R R GEORGE CHRISTOPHER Vs. STATE

Decided On July 27, 2009
R R George Christopher Appellant
V/S
STATE Respondents

JUDGEMENT

(1.) WE are guilty of many errors and many faults but our worst crime is abandoning the children, neglecting the fountain of life, Many of the things we need can wait. The child cannot. Right now is the time his bones are being formed, his blood is being made, and his senses are being developed. To him we cannot answer. "Tomorrow". His name is "Today", -quoted from Gabriela Mistral

(2.) ".. Whether a civilized State committed to the Rule of law, governed by a written constitution and signatory to International Conventions on the Rights of a Child, could deny to a Section of its own citizens the right to adopt a child and to give that child, a home, a name and nationality?" This is the question posed by Justice Rebello of the Bombay High Court in Manuel Theodore D'souza and Another (see II (2000) DMC 292).

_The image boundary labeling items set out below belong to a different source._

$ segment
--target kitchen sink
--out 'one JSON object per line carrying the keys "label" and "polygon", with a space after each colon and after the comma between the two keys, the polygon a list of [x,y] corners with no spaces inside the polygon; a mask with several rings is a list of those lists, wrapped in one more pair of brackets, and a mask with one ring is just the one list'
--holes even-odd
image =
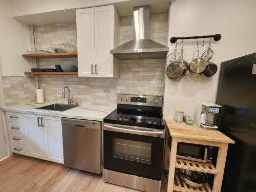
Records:
{"label": "kitchen sink", "polygon": [[47,110],[57,111],[65,111],[72,108],[76,108],[79,105],[76,105],[75,104],[68,105],[67,104],[55,103],[55,104],[50,104],[49,105],[46,105],[44,106],[41,106],[40,108],[36,108],[36,109]]}

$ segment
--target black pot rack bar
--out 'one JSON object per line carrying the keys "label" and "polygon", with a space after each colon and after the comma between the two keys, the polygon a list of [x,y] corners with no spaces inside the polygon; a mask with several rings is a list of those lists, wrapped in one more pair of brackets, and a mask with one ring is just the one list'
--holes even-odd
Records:
{"label": "black pot rack bar", "polygon": [[190,37],[172,37],[170,39],[170,42],[172,44],[175,43],[177,40],[179,39],[203,39],[206,38],[213,38],[214,40],[218,41],[221,38],[221,35],[220,34],[216,34],[216,35],[203,35],[203,36],[194,36]]}

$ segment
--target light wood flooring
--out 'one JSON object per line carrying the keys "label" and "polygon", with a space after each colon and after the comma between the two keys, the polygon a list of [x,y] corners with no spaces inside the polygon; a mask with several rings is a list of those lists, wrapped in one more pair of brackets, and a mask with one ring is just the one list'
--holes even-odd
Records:
{"label": "light wood flooring", "polygon": [[[162,182],[161,192],[166,191],[165,185]],[[101,175],[14,155],[0,162],[0,191],[139,191],[105,183]]]}

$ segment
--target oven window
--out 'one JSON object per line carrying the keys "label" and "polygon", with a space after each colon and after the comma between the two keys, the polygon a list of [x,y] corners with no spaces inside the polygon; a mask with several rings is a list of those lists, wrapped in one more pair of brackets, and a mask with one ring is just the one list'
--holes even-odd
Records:
{"label": "oven window", "polygon": [[114,157],[151,163],[151,143],[119,138],[113,139]]}

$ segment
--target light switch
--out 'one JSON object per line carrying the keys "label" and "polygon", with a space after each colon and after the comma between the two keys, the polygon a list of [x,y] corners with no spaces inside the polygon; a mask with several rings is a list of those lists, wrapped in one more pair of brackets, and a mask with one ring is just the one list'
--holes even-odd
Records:
{"label": "light switch", "polygon": [[57,94],[62,94],[62,88],[57,88]]}
{"label": "light switch", "polygon": [[104,95],[104,90],[103,89],[100,90],[100,95],[101,96]]}

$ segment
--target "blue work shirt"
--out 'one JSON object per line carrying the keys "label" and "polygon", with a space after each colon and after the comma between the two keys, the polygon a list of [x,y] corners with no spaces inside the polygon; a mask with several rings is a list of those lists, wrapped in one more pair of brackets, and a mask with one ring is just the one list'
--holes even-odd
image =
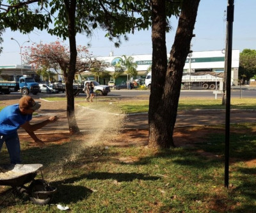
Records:
{"label": "blue work shirt", "polygon": [[32,119],[32,114],[22,114],[19,104],[8,106],[0,111],[0,134],[8,135],[14,133],[26,122]]}

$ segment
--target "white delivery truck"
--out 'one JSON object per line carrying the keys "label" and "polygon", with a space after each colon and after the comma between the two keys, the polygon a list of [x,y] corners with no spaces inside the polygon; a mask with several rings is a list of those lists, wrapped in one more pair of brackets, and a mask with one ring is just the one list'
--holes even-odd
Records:
{"label": "white delivery truck", "polygon": [[[182,75],[182,84],[184,88],[202,88],[207,90],[223,90],[224,81],[224,73],[214,72],[198,72],[184,73]],[[145,81],[147,88],[151,86],[151,72],[148,72]]]}

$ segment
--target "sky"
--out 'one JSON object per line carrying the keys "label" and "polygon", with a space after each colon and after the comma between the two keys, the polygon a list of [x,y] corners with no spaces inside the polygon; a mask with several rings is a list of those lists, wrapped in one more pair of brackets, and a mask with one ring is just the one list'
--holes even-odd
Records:
{"label": "sky", "polygon": [[[193,51],[222,50],[225,47],[226,17],[228,0],[201,0],[197,13],[191,40]],[[256,49],[256,1],[234,0],[234,20],[233,22],[232,49],[242,52],[244,49]],[[166,47],[170,52],[173,43],[178,20],[172,18],[173,29],[166,35]],[[96,30],[92,38],[85,35],[77,36],[77,44],[86,46],[91,43],[89,51],[95,57],[108,56],[110,52],[114,56],[132,56],[152,54],[151,31],[135,31],[128,35],[129,40],[122,40],[119,48],[115,47],[113,42],[104,37],[106,32]],[[20,49],[15,38],[22,46],[22,51],[32,43],[49,43],[58,38],[51,36],[46,31],[34,31],[23,35],[7,29],[3,35],[3,51],[0,54],[0,65],[20,65]],[[26,42],[29,40],[29,43]],[[25,42],[25,43],[24,43]],[[68,43],[68,41],[66,42]],[[24,43],[24,44],[23,44]],[[23,44],[23,45],[22,45]]]}

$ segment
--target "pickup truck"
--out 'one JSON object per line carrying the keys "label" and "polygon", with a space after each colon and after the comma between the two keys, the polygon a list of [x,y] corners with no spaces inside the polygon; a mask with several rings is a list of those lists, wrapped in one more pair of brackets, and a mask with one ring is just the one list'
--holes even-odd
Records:
{"label": "pickup truck", "polygon": [[40,91],[39,84],[32,77],[22,76],[18,81],[0,81],[0,93],[10,94],[10,92],[19,90],[23,95],[36,95]]}
{"label": "pickup truck", "polygon": [[97,95],[106,96],[108,95],[108,93],[109,92],[110,92],[110,88],[109,86],[100,84],[95,81],[85,81],[84,83],[84,86],[87,82],[89,83],[89,84],[91,82],[93,83],[94,84],[93,91],[97,94]]}

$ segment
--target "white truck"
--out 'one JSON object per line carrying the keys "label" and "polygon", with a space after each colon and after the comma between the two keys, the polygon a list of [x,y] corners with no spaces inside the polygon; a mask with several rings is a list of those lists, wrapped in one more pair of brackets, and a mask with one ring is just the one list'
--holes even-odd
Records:
{"label": "white truck", "polygon": [[[184,88],[190,87],[202,88],[207,90],[222,90],[224,81],[224,73],[214,72],[198,72],[184,73],[182,79],[182,84]],[[146,86],[150,88],[151,86],[151,72],[148,72],[145,81]]]}

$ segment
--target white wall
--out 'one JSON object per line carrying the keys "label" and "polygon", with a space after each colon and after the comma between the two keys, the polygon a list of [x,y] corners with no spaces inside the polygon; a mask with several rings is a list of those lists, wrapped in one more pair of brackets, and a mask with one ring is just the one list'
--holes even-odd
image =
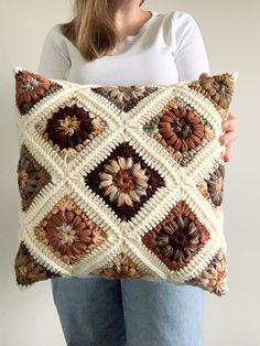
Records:
{"label": "white wall", "polygon": [[[161,3],[161,4],[160,4]],[[184,10],[197,20],[212,73],[237,71],[231,110],[239,138],[227,164],[225,228],[228,242],[229,295],[207,294],[205,346],[260,345],[259,241],[260,183],[259,77],[260,2],[257,0],[156,0],[145,9]],[[69,18],[68,0],[0,0],[0,344],[64,346],[50,281],[20,292],[15,286],[18,205],[17,129],[13,66],[36,71],[51,25]],[[112,346],[112,345],[111,345]],[[139,345],[137,345],[139,346]],[[163,345],[162,345],[163,346]],[[177,345],[176,345],[177,346]]]}

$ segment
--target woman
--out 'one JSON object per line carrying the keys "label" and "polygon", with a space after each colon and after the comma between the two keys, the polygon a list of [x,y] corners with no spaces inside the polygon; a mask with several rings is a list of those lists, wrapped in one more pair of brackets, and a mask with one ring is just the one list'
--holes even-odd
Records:
{"label": "woman", "polygon": [[[185,12],[143,11],[140,0],[76,0],[48,32],[39,74],[79,84],[174,84],[209,74],[203,37]],[[205,74],[202,75],[204,77]],[[229,161],[237,119],[221,142]],[[52,279],[67,345],[201,346],[204,291],[145,280]]]}

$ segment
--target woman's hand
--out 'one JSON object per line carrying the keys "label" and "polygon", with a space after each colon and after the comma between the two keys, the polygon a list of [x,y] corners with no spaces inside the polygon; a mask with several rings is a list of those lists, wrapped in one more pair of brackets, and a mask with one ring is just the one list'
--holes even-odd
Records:
{"label": "woman's hand", "polygon": [[[203,79],[208,76],[209,76],[208,74],[203,73],[199,76],[199,79]],[[221,144],[226,145],[224,160],[225,162],[228,162],[232,154],[231,143],[238,138],[238,120],[236,116],[234,115],[234,112],[231,112],[230,110],[228,110],[227,120],[223,123],[223,130],[225,133],[220,137],[219,141]]]}

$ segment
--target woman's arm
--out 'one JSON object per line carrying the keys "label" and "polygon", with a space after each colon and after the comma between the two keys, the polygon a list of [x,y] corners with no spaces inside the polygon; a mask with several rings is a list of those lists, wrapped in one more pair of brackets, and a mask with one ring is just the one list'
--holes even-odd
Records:
{"label": "woman's arm", "polygon": [[71,67],[66,39],[61,34],[58,24],[47,33],[37,67],[37,73],[47,78],[66,79]]}
{"label": "woman's arm", "polygon": [[[173,39],[175,47],[173,54],[180,82],[198,79],[204,73],[210,75],[204,40],[192,15],[186,12],[174,13]],[[223,123],[223,130],[225,133],[220,137],[220,142],[226,145],[224,160],[228,162],[231,158],[232,142],[238,137],[238,121],[231,111]]]}

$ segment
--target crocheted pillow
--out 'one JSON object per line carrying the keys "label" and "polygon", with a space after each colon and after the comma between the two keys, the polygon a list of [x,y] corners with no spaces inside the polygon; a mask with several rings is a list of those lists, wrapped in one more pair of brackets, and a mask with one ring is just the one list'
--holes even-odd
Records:
{"label": "crocheted pillow", "polygon": [[17,283],[167,281],[227,294],[227,118],[237,73],[100,86],[14,69]]}

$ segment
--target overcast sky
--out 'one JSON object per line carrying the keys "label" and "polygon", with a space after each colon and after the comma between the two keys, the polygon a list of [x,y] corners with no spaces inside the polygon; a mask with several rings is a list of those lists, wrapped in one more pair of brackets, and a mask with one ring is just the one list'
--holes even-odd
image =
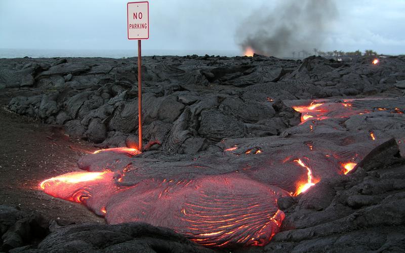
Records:
{"label": "overcast sky", "polygon": [[[143,49],[240,51],[235,34],[243,21],[282,1],[150,0],[150,38]],[[135,48],[127,39],[127,2],[0,0],[0,48]],[[338,15],[319,49],[405,53],[405,1],[336,3]]]}

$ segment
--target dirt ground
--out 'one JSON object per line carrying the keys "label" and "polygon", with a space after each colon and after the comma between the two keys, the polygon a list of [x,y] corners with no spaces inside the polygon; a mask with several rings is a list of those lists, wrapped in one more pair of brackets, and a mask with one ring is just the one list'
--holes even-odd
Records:
{"label": "dirt ground", "polygon": [[10,98],[27,93],[32,95],[28,90],[0,91],[0,204],[36,210],[61,221],[105,223],[82,205],[40,190],[39,184],[44,179],[79,170],[77,159],[97,148],[69,139],[61,128],[7,110]]}

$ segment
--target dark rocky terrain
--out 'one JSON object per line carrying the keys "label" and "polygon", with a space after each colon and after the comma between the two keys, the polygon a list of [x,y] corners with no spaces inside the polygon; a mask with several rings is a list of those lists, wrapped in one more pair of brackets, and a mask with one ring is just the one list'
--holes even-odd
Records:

(3.) JUSTICE Rebello did not stop with that question. He gave a Constitutional basis for the Courts to evolve a solution on the issue of adoption in the following words: "Many of us examining such issues forget that we have taken a solemn oath to protect and defend the Constitution That requires examining legislation and fundamental rights in such a manner that the tears of the abandoned and homeless infants are wiped away, of course within the constitutional parameters. In this matter the exercise of powers of parens patriae and Article 226 to give effect to the fundamental rights, what is in issue are the enforceability of directive principles and International Covenants to which India is a signatory.